Pasal agama di RKUHP berpotensi mengancam kebebasan seseorang dalam berkeyakinan.
Pengacara Publik Lembaga Bantuan Hukum (LBH) Jakarta, Rasyid Ridha Saragij, menjelaskan beberapa masalah dalam Rancangan Kitab Undang-Undang Hukum Pidana (RKUHP) terkait delik pidana agama. Menurutnya, ada enam pasal dalam RKUHP yang membahas soal pidana agama. Aturan tersebut anatara lain tertuang dari pasal 304 sampai 309.
Dari enam pasal tersebut, ada empat yang benar-benar mengatur jenis-jenis pidana. Pertama, tindak pidana penghinaan terhadap agama. Kedua, meniadakan agama. Ketiga adalah membuat gaduh atau membubarkan acara keagamaan. Keempat, perusakan benda keagamaan, rumah ibadah, (atau) alat ibadah.
Menurutnya, baik aliansi nasional dan Jaringan Masyarakat Sipil untuk Advokasi Kebebasan Beragama menginginkan agar pasal penghinaan agama ditiadakan. Apabila delik tersebut dipertahankan, sama saja negara mengulangi kesalahan sebelumnya, yang mana membuka potensi kelompok agama minoritas dapat dipersekusi atau bahkan dikriminalisasi.
Selain itu, hal tersebut memungkinkan adanya pembungkaman kepada kelompok kepercayaan yang minim pengikut karena memiliki tafsiran berbeda terhadap agama tertentu. Karena itu, kelompok yang minim ini bisa saja dianggap menghina agama oleh kelompok mayoritas.
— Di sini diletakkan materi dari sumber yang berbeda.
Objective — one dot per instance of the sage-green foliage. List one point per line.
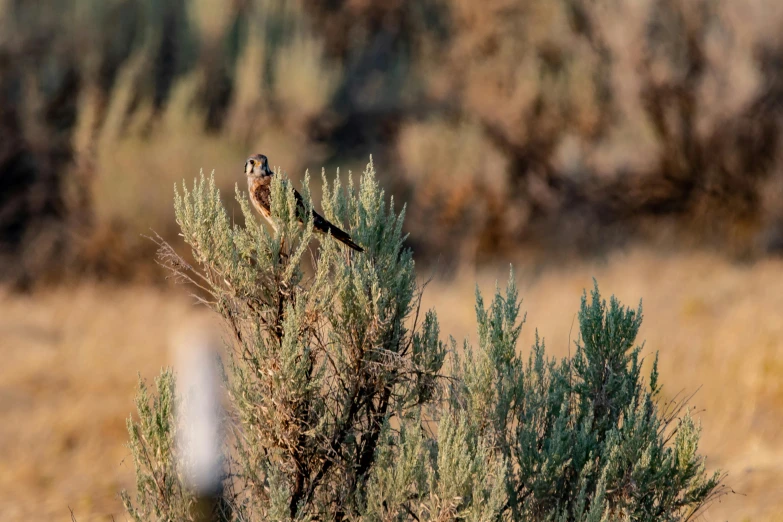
(159, 486)
(343, 409)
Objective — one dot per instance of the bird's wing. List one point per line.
(262, 198)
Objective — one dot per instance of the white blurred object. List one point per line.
(199, 437)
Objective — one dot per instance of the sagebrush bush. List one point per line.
(342, 408)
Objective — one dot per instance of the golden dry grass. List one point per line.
(72, 356)
(71, 363)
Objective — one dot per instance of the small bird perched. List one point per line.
(259, 179)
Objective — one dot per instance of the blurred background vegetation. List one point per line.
(549, 128)
(635, 140)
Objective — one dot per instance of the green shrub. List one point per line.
(343, 409)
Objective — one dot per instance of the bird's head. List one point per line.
(257, 166)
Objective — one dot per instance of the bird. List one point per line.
(259, 180)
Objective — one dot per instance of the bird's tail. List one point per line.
(323, 225)
(343, 237)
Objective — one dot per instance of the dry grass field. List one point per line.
(72, 357)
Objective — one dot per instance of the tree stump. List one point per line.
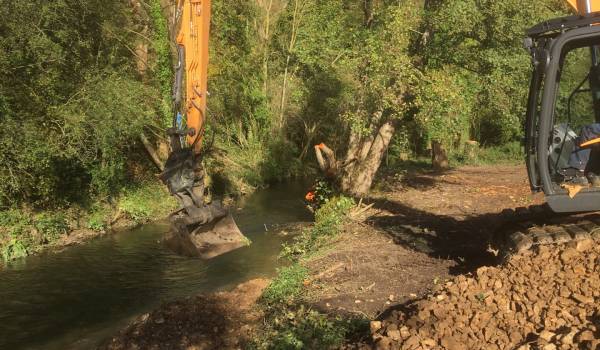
(439, 158)
(471, 150)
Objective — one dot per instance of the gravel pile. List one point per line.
(548, 298)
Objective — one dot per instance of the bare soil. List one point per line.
(422, 229)
(548, 298)
(216, 321)
(414, 260)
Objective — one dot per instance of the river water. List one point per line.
(79, 297)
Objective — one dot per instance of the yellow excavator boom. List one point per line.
(193, 36)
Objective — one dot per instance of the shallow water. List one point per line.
(79, 297)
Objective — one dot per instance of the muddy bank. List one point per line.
(413, 235)
(222, 320)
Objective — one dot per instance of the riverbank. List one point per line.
(362, 260)
(27, 232)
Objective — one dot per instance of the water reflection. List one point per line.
(74, 299)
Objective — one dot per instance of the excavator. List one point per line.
(201, 227)
(562, 133)
(562, 136)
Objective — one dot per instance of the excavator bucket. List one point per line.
(207, 241)
(198, 229)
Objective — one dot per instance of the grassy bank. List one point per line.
(291, 322)
(25, 232)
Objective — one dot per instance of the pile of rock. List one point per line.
(548, 298)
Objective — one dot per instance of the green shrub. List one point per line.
(51, 225)
(309, 329)
(328, 220)
(146, 201)
(97, 219)
(13, 249)
(287, 286)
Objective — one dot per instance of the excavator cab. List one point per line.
(562, 127)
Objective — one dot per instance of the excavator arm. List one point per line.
(201, 227)
(192, 42)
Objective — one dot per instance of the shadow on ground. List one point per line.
(465, 241)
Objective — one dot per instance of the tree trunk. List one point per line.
(364, 159)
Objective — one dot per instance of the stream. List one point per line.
(81, 296)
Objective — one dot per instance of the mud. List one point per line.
(216, 321)
(548, 298)
(417, 232)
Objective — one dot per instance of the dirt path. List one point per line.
(423, 228)
(413, 239)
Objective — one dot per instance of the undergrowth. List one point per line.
(291, 323)
(24, 232)
(145, 202)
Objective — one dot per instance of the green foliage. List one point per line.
(328, 220)
(146, 201)
(309, 329)
(13, 250)
(324, 191)
(163, 67)
(508, 153)
(98, 218)
(483, 40)
(291, 325)
(51, 225)
(443, 101)
(286, 287)
(72, 103)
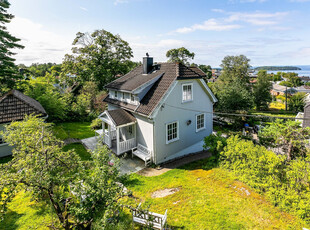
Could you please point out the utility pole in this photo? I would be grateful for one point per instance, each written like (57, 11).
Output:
(285, 98)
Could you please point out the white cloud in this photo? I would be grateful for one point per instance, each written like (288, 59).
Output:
(83, 8)
(260, 19)
(40, 44)
(257, 18)
(116, 2)
(209, 25)
(299, 0)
“Ini menjadi problem karena delik penghinaan (agama) sebenarnya sangat subjektif. Artinya, tidak ada ukuran objektif, tidak ada ukuran yang jelas seberapa jauh seseorang menghina atau tidak menghina terhadap ajaran agama,” kata Rasyid kepada Alinea.id di Jakarta pada Rabu (28/8).